Mr. McCain spent the afternoon of Sept. 11 in a young aide’s studio apartment near the Capitol. There was no cable television, nothing but water in the kitchen, and the hallway reminded him of an old boxing gym. Evacuated from his office but stranded by traffic, he could not resist imagining himself at the other end of Pennsylvania Avenue. “There are not enough Secret Service agents in the world to keep me away from Washington and New York at a time like this,” Mr. McCain told an adviser.

Over the next days and weeks, however, Mr. McCain became almost as visible as he would have been as president. Broadcasters rushed to him as a patriotic icon and reassuring voice, and for weeks he was ubiquitous on the morning news programs, Sunday talk shows, cable news networks, and even late-night comedy shows.

In the spotlight, he pushed rogue state rollback one step further, arguing that the United States should go on the offensive as a warning to any other country that might condone such an attack. “These networks are well-embedded in some of these countries,” Mr. McCain said on Sept. 12, listing Iraq, Iran and Syria as potential targets of United States pressure. “We’re going to have to prove to them that we are very serious, and the price that they will pay will not only be for punishment but also deterrence.”

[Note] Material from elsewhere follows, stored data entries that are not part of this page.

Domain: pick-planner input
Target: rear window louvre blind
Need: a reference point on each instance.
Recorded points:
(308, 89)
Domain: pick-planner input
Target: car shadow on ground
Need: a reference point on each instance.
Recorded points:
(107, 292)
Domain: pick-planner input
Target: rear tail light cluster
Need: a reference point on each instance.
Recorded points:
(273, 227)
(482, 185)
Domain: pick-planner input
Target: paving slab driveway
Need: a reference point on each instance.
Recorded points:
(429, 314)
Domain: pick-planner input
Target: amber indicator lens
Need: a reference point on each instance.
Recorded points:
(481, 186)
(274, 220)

Although he had campaigned for President Bush during the 2000 general election, he was still largely frozen out of the White House because of animosities left over from the Republican primary. But after Mr. Bush declared he would hold responsible any country condoning terrorism, Mr. McCain called his leadership “magnificent” and his national security team the strongest “that has ever been assembled.” A few weeks later, Larry King of CNN asked whether he would have named Mr. Rumsfeld and Colin L. Powell to a McCain cabinet. “Oh, yes, and Cheney,” Mr. McCain answered, saying he, too, would have offered Mr. Cheney the vice presidency.

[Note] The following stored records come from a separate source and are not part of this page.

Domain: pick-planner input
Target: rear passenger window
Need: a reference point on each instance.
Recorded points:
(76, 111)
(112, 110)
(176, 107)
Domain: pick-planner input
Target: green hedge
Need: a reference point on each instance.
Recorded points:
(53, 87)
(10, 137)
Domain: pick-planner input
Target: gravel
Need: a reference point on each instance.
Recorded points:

Even during the heat of the war in Afghanistan, Mr. McCain kept an eye on Iraq. To Jay Leno in mid-September, Mr. McCain said he believed “some other countries” had assisted Osama bin Laden, going on to suggest Iraq, Syria and Iran as potential suspects. In October 2001, when an Op-Ed page column in The New York Times speculated that Iraq, Russia or some other country might bear responsibility for that month’s anthrax mailings, Mr. McCain interrupted a question about Afghanistan from David Letterman on that night’s “Late Show.” “The second phase is Iraq,” Mr. McCain said, adding, “Some of this anthrax may — and I emphasize may — have come from Iraq.” (The Federal Bureau of Investigation says it came from a federal government laboratory in Maryland.) By October, United States and foreign intelligence agencies had said publicly that they doubted any cooperation between Mr. Hussein and Al Qaeda, noting Al Qaeda’s opposition to such secular nationalists. American intelligence officials soon declared that Mr. Hussein had not supported international terrorism for nearly a decade.

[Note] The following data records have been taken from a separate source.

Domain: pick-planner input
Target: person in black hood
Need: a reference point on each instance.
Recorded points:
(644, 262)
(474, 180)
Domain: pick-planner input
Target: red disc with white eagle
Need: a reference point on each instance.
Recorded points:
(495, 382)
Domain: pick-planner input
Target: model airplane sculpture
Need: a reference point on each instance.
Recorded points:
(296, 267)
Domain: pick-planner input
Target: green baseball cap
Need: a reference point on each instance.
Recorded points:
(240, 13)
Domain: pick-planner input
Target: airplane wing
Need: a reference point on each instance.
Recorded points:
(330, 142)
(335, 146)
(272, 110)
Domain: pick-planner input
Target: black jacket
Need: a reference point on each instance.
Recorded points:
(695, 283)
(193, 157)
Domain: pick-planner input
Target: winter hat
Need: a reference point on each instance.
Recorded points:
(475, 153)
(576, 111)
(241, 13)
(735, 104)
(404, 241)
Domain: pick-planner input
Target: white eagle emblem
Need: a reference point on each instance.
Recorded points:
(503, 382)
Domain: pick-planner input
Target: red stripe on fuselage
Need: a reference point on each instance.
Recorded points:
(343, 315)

But when the Czech government said that before the attacks, one of the 9/11 hijackers had met in Prague with an Iraqi intelligence official, Mr. McCain seized the report as something close to a smoking gun. “The evidence is very clear,” he said three days later, in an Oct. 29 television interview. (Intelligence agencies quickly cast doubt on the meeting.)

Frustrated by the dearth of American intelligence about Iraq, Mr. McCain’s aides say, he had long sought to learn as much as he could from Iraqi opposition figures in exile, including Mr. Chalabi of the Iraqi National Congress. Over the years, Mr. McCain often urged support for the group, saying it had “significant support, in my view, inside Iraq.”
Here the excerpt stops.